Cox, Albert Lyman
1 Dec. 1883–15 Apr. 1965
Albert Lyman Cox, attorney, state senator, judge, and major general, U.S. Army, was born in Raleigh. His father was Confederate general, judge, and U.S. congressman William Ruffin Cox, son of state senator Thomas Cox of Washington County and grandson of English-born Thomas Cox, a seafaring man, and of Margaret Cheshire Cox of Edenton. His mother, Fannie Augusta Lyman Cox, daughter of Right Reverend Theodore Benedict Lyman, Episcopal Bishop of North Carolina from 1881 to 1893, died about two years after Albert's birth. His only brother was Dr. Francis A. of Alexandria, Va.
While his father represented North Carolina in the Forty-seventh through Fiftieth Congresses and served as secretary of the Senate, Cox attended public schools in Washington, D.C.; later he entered Horner Military School in Oxford. A 1904 graduate of The University of North Carolina, with A.B. and A.M. degrees, he participated in varsity football, baseball, and track and was a member of the Phi Society, Sigma Alpha Epsilon, Golden Fleece, and Gimghouls. He was president and permanent president of his class and in 1921 was president of the General Alumni Association. He was admitted to both the Massachusetts and the North Carolina bar in 1907, following studies at Harvard Law School, where he was a member of Phi Delta Phi legal fraternity.
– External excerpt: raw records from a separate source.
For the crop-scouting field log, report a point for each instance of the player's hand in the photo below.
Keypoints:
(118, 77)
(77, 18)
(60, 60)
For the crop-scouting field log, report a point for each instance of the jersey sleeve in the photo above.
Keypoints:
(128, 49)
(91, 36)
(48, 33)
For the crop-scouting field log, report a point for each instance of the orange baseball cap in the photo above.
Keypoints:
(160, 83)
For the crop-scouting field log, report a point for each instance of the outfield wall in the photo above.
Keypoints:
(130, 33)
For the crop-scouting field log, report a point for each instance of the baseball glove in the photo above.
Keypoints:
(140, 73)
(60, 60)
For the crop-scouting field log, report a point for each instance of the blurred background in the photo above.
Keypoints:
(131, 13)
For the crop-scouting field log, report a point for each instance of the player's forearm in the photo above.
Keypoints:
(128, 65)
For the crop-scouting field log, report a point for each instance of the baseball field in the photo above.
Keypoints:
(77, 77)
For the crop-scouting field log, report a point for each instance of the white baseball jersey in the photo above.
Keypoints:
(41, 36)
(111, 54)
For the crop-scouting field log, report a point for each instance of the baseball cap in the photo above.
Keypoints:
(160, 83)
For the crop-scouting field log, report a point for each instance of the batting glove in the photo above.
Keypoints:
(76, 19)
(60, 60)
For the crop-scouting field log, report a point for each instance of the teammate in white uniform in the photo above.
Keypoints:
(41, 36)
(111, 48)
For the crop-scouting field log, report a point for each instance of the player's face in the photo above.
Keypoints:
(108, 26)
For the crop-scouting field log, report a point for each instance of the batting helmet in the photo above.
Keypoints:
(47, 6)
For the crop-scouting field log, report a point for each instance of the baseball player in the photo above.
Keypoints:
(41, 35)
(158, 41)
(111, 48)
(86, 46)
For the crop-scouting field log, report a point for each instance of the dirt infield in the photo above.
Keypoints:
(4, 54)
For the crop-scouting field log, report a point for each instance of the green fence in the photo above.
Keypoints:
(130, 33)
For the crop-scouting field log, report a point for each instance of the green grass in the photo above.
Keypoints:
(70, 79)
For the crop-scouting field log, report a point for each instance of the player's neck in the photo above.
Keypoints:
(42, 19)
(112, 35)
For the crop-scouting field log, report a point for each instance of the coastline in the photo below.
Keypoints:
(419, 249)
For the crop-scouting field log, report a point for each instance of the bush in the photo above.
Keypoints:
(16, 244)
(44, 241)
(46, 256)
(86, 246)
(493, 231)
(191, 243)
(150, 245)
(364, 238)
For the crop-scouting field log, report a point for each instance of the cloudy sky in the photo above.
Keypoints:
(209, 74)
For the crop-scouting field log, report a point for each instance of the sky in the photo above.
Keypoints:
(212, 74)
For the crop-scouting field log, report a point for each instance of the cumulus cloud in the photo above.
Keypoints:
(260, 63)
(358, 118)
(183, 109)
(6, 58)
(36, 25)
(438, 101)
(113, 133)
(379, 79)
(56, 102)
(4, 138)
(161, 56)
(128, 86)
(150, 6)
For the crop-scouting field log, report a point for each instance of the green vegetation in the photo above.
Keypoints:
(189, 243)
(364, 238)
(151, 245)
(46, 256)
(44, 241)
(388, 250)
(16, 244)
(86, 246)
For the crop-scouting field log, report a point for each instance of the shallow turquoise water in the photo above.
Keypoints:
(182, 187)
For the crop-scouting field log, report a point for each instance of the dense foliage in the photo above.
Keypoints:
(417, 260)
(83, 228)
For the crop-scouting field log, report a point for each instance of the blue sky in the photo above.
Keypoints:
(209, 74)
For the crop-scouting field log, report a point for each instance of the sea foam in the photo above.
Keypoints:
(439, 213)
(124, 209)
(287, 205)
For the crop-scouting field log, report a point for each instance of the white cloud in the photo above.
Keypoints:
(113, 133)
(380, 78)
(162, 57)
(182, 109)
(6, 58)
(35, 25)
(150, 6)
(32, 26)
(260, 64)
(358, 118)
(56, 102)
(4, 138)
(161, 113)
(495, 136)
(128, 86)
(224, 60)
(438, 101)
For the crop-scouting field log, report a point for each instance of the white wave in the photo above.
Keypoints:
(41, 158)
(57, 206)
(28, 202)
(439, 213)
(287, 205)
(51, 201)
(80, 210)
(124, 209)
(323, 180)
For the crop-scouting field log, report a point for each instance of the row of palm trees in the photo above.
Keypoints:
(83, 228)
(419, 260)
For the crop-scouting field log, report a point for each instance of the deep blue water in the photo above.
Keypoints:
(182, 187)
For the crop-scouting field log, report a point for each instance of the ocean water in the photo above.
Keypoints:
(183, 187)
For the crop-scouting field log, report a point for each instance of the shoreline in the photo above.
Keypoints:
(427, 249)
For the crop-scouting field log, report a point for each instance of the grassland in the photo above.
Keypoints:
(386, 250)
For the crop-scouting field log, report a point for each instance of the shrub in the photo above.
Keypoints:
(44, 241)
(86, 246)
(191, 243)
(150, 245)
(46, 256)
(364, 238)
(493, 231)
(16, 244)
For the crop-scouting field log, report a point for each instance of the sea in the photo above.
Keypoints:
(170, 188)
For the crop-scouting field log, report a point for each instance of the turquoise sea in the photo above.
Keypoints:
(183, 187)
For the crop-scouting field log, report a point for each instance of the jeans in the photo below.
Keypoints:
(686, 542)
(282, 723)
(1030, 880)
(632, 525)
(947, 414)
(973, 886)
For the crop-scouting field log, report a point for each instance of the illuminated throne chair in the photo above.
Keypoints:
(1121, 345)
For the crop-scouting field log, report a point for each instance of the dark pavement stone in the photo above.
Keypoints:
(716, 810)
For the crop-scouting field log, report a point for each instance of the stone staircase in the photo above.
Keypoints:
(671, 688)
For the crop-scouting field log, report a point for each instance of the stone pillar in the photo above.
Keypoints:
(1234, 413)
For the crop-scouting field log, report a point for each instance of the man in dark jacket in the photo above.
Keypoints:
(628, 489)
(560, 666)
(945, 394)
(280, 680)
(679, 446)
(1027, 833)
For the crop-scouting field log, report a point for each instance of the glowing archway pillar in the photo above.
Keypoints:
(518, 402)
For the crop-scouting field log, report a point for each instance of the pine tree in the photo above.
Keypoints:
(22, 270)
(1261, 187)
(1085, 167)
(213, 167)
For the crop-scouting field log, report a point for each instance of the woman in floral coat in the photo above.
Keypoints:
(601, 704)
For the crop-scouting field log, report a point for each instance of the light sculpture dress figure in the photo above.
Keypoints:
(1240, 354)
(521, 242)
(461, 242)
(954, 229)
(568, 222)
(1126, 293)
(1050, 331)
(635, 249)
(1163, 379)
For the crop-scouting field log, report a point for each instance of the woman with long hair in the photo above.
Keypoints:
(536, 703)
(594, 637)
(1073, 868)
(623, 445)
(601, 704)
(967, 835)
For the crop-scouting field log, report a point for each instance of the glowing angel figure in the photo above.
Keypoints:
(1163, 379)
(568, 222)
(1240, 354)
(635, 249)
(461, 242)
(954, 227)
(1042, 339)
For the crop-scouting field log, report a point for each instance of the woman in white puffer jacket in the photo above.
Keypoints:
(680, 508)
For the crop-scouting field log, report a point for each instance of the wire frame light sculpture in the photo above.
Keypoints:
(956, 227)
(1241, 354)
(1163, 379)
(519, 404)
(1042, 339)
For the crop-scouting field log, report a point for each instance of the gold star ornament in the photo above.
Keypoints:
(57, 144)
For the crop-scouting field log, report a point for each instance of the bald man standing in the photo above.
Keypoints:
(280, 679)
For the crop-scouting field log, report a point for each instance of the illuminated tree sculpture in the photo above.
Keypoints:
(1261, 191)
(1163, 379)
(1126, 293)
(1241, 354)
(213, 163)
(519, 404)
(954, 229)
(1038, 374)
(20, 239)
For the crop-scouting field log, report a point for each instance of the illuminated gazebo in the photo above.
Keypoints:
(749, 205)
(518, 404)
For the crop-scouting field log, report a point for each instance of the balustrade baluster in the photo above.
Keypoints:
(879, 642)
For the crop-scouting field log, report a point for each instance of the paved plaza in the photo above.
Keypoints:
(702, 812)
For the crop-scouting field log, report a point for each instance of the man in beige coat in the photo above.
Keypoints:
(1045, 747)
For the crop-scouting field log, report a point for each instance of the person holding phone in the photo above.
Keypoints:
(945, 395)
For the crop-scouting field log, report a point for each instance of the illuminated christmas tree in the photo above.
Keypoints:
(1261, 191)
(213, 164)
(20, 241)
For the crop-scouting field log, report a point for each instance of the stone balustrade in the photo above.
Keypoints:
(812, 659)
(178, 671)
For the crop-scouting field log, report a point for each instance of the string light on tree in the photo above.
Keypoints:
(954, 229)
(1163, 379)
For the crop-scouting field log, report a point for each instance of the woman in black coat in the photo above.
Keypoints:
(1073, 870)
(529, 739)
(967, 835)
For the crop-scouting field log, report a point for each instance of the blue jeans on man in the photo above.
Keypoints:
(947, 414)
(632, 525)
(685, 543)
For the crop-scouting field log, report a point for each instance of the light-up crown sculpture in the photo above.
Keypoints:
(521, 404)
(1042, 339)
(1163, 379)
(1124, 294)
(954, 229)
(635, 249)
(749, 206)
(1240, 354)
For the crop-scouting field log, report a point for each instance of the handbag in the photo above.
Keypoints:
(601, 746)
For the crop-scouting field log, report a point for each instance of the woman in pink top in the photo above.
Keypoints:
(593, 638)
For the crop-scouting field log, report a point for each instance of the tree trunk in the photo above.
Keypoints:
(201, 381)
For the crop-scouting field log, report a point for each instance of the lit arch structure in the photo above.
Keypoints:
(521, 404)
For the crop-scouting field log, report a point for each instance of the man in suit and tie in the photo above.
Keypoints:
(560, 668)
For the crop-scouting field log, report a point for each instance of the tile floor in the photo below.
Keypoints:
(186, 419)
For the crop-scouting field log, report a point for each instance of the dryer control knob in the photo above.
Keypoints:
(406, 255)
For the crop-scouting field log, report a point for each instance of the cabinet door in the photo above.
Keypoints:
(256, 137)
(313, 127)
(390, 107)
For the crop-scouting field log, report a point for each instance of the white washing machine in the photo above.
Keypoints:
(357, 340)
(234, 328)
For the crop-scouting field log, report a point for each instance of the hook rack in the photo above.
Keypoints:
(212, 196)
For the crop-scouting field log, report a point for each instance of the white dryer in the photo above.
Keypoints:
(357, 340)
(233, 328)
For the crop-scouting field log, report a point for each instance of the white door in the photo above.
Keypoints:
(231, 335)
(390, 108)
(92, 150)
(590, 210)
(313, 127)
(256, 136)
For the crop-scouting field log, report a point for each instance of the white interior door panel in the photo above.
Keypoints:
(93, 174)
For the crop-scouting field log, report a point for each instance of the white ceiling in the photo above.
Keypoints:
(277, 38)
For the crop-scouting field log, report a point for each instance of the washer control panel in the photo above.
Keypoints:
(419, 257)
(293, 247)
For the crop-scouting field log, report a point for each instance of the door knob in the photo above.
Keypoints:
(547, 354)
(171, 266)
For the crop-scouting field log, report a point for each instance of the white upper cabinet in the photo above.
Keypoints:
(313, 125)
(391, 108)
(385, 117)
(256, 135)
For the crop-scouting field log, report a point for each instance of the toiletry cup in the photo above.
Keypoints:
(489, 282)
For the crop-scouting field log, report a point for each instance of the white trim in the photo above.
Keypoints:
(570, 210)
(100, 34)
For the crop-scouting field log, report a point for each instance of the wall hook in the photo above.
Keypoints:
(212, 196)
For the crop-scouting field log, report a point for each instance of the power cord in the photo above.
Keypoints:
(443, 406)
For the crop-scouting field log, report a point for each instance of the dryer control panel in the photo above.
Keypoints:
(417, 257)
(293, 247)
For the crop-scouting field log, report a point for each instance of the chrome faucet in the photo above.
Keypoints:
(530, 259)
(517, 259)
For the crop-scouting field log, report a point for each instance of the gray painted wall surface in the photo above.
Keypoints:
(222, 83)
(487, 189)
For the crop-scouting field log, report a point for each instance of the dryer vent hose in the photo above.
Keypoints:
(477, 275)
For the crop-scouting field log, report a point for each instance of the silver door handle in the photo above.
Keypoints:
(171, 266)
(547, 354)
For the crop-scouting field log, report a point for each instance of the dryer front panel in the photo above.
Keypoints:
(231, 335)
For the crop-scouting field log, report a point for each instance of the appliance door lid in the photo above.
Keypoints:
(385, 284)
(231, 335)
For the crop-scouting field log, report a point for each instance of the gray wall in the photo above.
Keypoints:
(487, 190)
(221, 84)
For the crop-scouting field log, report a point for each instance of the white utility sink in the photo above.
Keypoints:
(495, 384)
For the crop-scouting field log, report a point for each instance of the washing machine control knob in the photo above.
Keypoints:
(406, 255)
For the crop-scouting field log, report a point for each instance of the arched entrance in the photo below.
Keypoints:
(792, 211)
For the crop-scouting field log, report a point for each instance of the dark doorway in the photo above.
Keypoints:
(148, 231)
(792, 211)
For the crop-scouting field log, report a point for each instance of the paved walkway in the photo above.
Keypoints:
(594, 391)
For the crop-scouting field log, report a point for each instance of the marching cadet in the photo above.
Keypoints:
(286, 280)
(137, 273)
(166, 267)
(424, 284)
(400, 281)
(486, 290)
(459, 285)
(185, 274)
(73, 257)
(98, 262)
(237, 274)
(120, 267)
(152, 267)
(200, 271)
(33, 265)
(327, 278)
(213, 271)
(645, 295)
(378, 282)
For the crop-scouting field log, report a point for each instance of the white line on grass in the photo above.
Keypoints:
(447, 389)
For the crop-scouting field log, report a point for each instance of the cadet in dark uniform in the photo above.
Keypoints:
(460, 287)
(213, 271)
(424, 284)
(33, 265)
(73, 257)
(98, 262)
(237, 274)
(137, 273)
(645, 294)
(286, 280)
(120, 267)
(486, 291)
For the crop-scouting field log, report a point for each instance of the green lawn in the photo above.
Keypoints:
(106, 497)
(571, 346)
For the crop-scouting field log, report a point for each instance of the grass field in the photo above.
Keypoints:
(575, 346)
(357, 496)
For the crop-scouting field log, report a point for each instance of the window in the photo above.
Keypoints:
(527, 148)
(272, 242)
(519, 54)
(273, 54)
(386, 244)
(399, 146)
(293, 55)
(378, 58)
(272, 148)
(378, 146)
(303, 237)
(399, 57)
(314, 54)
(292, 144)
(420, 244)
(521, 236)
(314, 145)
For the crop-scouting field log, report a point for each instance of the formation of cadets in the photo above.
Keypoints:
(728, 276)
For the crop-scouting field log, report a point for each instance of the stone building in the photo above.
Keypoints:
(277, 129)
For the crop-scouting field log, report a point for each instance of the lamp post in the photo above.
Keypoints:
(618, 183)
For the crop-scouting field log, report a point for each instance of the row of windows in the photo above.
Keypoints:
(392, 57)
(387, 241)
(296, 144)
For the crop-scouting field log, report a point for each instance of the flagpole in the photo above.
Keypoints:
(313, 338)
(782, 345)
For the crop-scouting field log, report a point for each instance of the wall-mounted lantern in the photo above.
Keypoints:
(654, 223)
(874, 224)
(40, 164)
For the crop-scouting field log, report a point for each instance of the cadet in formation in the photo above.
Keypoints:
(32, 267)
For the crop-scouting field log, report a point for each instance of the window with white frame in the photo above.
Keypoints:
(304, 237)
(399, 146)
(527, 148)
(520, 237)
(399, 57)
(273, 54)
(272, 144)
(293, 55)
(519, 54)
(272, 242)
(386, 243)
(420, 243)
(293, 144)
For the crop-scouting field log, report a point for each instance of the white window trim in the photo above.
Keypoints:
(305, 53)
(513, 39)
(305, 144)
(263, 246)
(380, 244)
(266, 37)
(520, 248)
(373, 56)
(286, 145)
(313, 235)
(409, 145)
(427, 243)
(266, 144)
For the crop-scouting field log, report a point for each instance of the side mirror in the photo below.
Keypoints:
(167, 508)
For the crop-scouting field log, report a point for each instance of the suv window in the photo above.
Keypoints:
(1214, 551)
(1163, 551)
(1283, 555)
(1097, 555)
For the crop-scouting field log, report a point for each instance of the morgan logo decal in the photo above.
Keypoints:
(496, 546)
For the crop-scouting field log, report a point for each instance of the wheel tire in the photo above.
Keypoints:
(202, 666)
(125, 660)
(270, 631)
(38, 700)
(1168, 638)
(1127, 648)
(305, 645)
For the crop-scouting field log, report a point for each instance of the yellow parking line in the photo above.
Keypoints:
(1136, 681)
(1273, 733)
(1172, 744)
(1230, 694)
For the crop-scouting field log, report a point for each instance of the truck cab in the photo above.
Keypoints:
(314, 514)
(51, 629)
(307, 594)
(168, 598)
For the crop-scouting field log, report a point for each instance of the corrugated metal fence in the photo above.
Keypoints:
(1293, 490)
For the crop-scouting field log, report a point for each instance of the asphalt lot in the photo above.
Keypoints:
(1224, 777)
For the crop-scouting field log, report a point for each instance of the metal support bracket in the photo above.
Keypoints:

Representing Wake County in the North Carolina House of Representatives in 1909, Cox was chairman of the Public Buildings and Grounds Committee and a member of the Appropriations, Constitutional Amendment, Insurance, Judiciary I, and Military Affairs committees. Active in Democratic politics, he was a delegate to the Democratic National Conventions of 1912, 1932, 1940, 1944, and 1948 and was Democratic elector-at-large in 1920. He declined to enter the race for the 1932 gubernatorial nomination, although a 1927 movement encouraged him to do so.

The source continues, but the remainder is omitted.